Plans for sheltering-in-place and non-congregate sheltering should incorporate considerations for meeting the basic needs of the community affected, such as ensuring access to adequate food and water supplies for all, again including vulnerable populations and pets and service animals. All these needs will become more acute the longer sheltering-in-place, non-congregate sheltering, and/or venue closures extend; additional challenges will arise if business closures lead to loss of income for individuals or households.

What Will You Need to Know?

  • How will you adapt existing shelter-in-place and non-congregate shelter plans for the biological incident environment?
    • How will you keep responders and impacted populations safe and minimize the risk of disease transmission during the provision of mass care services?
    • Who will you collaborate with to implement pathogen-specific infection prevention and control measures in the context of mass care?
    • How would a shortage of available first responders or mass care volunteer workers impact the feasibility of your plan?
  • Who will you coordinate with to understand possible disease risks associated with household pets and service animals?
    • Who can provide guidance on whether a pet can transmit the pathogen to a human or a human can transmit the pathogen to a pet?
    • How will you support mass care services for household pets and service animals in a safe manner for responders, survivors, and the animals?
  • What accommodations will be made for individuals in need of additional assistance in the context of a biological incident?
    • How will underserved populations, those with disabilities, populations living in institutional settings, older populations, children, those experiencing homelessness, populations with limited English proficiency, transient populations (tourists, students, hospitality workers), populations with mobility or transportation challenges, among others, be accommodated?
  • Which aspects of mass care will your jurisdiction be able to provide to owners and their pets at the same time?

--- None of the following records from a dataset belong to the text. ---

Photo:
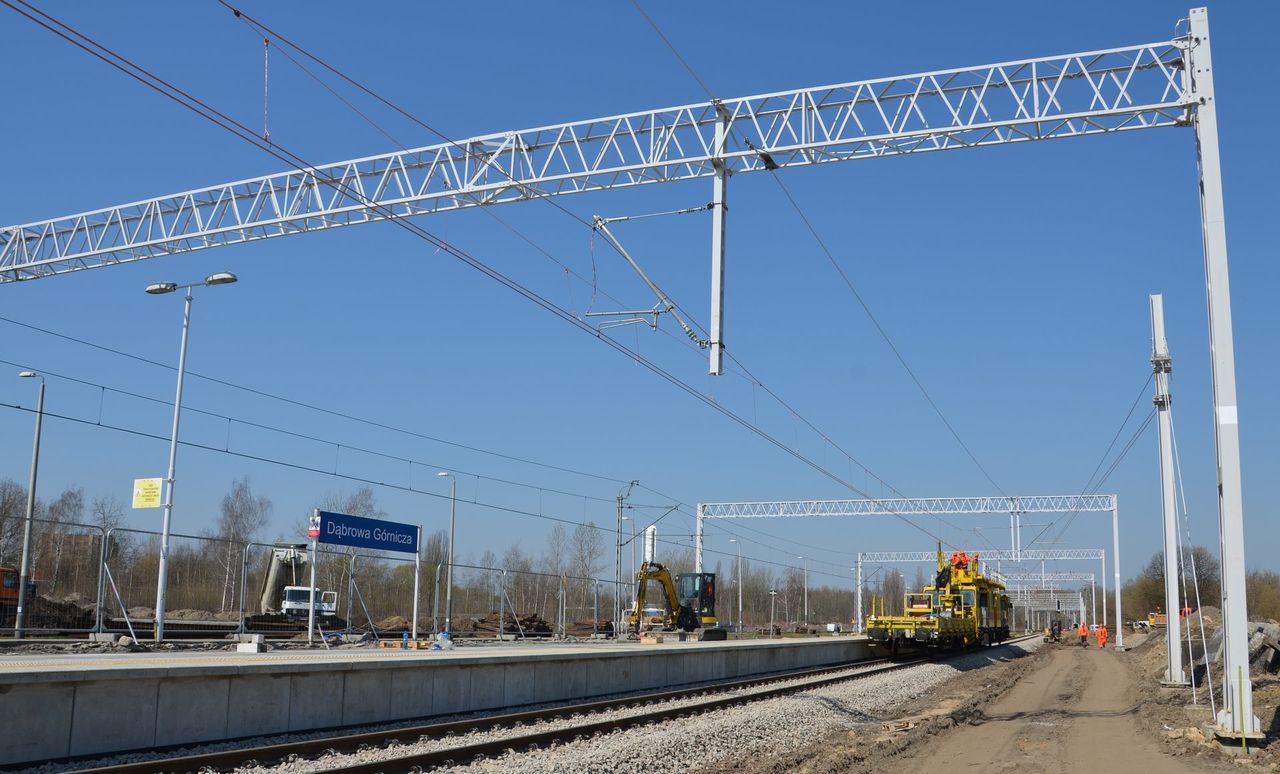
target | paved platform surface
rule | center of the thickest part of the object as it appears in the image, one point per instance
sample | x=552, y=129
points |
x=59, y=667
x=176, y=697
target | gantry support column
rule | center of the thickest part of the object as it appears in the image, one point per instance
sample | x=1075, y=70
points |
x=1162, y=366
x=720, y=211
x=1235, y=718
x=1104, y=576
x=858, y=595
x=698, y=541
x=1115, y=563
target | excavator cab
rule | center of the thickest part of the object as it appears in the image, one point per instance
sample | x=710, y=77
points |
x=696, y=592
x=690, y=600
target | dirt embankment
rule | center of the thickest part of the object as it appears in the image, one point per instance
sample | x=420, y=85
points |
x=1060, y=706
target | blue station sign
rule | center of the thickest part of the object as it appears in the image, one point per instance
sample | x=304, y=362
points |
x=341, y=529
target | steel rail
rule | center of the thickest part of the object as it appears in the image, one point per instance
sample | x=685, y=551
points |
x=229, y=759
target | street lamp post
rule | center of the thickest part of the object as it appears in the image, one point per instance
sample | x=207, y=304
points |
x=805, y=589
x=448, y=575
x=632, y=544
x=739, y=577
x=19, y=621
x=222, y=278
x=773, y=598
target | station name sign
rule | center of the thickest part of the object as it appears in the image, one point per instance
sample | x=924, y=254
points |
x=341, y=529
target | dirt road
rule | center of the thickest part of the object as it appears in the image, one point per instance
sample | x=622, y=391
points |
x=1077, y=710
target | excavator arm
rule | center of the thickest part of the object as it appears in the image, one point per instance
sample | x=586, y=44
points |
x=652, y=571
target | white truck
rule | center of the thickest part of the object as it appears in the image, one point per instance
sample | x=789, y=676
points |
x=296, y=598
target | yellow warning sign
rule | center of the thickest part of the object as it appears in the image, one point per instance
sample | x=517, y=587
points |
x=146, y=493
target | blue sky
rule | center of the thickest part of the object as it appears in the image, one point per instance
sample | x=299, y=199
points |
x=1013, y=279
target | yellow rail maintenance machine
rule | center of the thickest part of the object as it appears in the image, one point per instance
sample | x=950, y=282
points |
x=960, y=609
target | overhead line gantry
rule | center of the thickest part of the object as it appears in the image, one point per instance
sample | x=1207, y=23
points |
x=1165, y=83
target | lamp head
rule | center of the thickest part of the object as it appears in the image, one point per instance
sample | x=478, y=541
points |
x=222, y=278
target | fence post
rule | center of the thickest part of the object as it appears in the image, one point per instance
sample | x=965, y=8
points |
x=101, y=585
x=417, y=576
x=243, y=628
x=435, y=599
x=501, y=607
x=351, y=591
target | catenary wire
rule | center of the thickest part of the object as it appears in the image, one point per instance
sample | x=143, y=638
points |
x=357, y=479
x=831, y=257
x=165, y=88
x=259, y=27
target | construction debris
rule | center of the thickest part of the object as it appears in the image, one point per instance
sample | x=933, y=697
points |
x=521, y=626
x=586, y=627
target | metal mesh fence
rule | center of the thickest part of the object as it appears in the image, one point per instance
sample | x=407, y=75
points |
x=63, y=590
x=529, y=604
x=204, y=584
x=94, y=580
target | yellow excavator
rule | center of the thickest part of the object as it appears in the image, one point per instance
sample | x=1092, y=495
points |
x=690, y=601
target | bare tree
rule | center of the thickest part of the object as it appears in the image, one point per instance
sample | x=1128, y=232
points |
x=241, y=518
x=53, y=540
x=586, y=548
x=106, y=513
x=13, y=511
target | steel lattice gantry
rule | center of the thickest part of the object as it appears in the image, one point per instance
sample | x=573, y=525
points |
x=1165, y=83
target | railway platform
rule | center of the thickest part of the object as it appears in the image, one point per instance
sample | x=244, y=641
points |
x=68, y=705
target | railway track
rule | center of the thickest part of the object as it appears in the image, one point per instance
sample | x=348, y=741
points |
x=650, y=708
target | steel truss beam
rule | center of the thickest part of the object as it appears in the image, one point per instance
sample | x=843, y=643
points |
x=1074, y=95
x=912, y=507
x=1047, y=577
x=991, y=555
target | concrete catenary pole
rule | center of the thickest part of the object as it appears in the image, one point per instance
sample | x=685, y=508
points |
x=24, y=571
x=1162, y=366
x=1237, y=717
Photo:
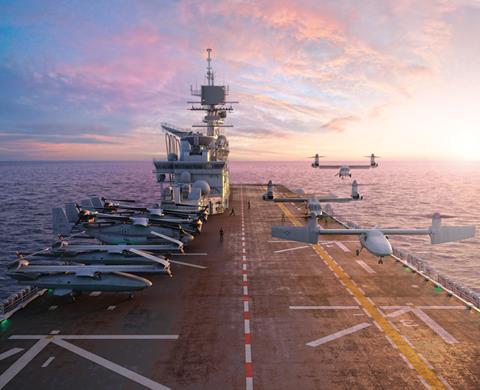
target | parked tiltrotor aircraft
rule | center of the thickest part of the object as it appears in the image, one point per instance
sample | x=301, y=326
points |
x=344, y=170
x=313, y=203
x=375, y=240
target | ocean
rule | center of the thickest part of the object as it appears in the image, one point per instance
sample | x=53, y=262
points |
x=396, y=194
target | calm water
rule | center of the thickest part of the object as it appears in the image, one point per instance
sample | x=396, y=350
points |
x=396, y=195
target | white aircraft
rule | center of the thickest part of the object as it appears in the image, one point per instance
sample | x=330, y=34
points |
x=344, y=170
x=313, y=203
x=375, y=239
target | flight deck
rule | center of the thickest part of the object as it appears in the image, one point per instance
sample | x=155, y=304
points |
x=265, y=314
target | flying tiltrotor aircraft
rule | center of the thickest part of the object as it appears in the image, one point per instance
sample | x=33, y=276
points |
x=344, y=170
x=375, y=239
x=313, y=203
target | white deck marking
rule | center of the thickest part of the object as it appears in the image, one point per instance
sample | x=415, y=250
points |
x=248, y=353
x=48, y=361
x=425, y=361
x=365, y=266
x=189, y=254
x=246, y=324
x=406, y=361
x=95, y=293
x=447, y=337
x=292, y=249
x=10, y=352
x=323, y=307
x=99, y=337
x=399, y=312
x=342, y=246
x=21, y=362
x=337, y=335
x=109, y=365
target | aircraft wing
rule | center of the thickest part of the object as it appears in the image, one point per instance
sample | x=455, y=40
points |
x=330, y=166
x=359, y=166
x=288, y=200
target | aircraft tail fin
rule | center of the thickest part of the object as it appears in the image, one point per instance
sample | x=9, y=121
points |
x=72, y=212
x=61, y=225
x=440, y=234
x=306, y=233
x=97, y=202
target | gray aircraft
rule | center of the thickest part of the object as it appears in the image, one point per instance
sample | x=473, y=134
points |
x=313, y=203
x=189, y=221
x=69, y=279
x=375, y=240
x=116, y=229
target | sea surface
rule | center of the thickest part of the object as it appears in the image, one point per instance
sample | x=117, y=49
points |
x=396, y=194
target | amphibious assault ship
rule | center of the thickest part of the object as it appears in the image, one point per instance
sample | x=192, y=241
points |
x=196, y=169
x=264, y=314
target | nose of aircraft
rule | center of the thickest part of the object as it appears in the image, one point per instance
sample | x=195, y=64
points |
x=378, y=244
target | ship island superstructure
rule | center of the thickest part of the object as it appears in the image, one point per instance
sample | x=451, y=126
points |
x=196, y=169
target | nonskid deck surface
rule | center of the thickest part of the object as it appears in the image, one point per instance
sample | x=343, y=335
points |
x=265, y=314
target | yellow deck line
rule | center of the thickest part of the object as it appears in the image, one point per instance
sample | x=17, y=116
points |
x=418, y=364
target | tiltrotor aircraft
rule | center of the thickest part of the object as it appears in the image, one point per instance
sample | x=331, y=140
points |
x=67, y=279
x=375, y=240
x=344, y=170
x=117, y=229
x=313, y=204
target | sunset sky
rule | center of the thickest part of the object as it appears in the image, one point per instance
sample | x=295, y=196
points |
x=94, y=79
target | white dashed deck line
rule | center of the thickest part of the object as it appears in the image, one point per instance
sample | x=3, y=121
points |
x=425, y=361
x=22, y=361
x=427, y=386
x=95, y=293
x=365, y=266
x=406, y=360
x=337, y=335
x=323, y=307
x=10, y=352
x=248, y=353
x=246, y=325
x=432, y=324
x=133, y=376
x=292, y=249
x=48, y=361
x=342, y=246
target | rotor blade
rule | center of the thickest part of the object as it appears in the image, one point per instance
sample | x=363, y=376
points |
x=187, y=264
x=177, y=242
x=149, y=256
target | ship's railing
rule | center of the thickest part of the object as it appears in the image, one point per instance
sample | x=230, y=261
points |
x=468, y=296
x=18, y=300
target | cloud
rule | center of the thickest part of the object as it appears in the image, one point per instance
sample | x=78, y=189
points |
x=340, y=124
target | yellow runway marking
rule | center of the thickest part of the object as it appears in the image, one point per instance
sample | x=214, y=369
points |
x=374, y=312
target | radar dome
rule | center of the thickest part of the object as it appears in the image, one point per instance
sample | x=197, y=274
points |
x=204, y=187
x=172, y=157
x=185, y=177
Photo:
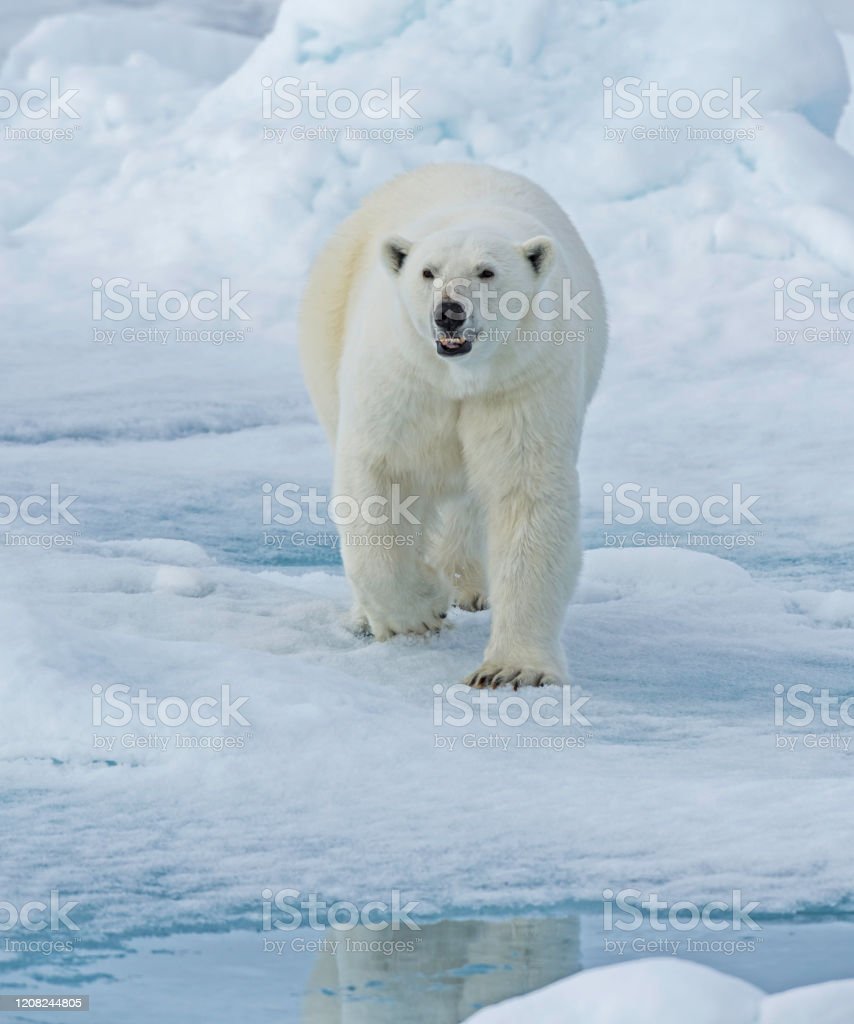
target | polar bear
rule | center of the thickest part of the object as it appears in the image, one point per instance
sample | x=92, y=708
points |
x=452, y=334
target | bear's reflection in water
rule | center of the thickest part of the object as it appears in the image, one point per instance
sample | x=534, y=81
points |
x=451, y=970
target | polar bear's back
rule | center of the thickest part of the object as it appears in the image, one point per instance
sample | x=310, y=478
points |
x=354, y=249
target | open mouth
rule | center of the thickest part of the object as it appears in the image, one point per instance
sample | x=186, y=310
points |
x=447, y=344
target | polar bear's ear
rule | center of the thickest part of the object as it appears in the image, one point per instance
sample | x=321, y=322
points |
x=540, y=252
x=395, y=250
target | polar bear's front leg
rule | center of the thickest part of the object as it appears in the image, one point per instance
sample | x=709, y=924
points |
x=394, y=590
x=525, y=476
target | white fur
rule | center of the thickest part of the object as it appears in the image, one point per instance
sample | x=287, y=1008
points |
x=488, y=440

How will you provide mass care services for pets?
  • What accommodations will be made for service animals (e.g., pet food, medications) that shall be treated as required by law (e.g., the Americans with Disabilities Act of 1990)? 

Footnotes

76. FEMA defines shelter-in-place as the use of a structure to temporarily separate individuals from a hazard or threat. Sheltering-in-place is the primary protective action in many cases. Often it is safer for individuals to shelter-in-place than to try to evacuate. Sheltering-in-place is appropriate when conditions necessitate that individuals seek protection in their home, place of employment, or other location when disaster strikes. More information can be found in FEMA’s Planning Considerations: Evacuation and Shelter-In-Place (2019).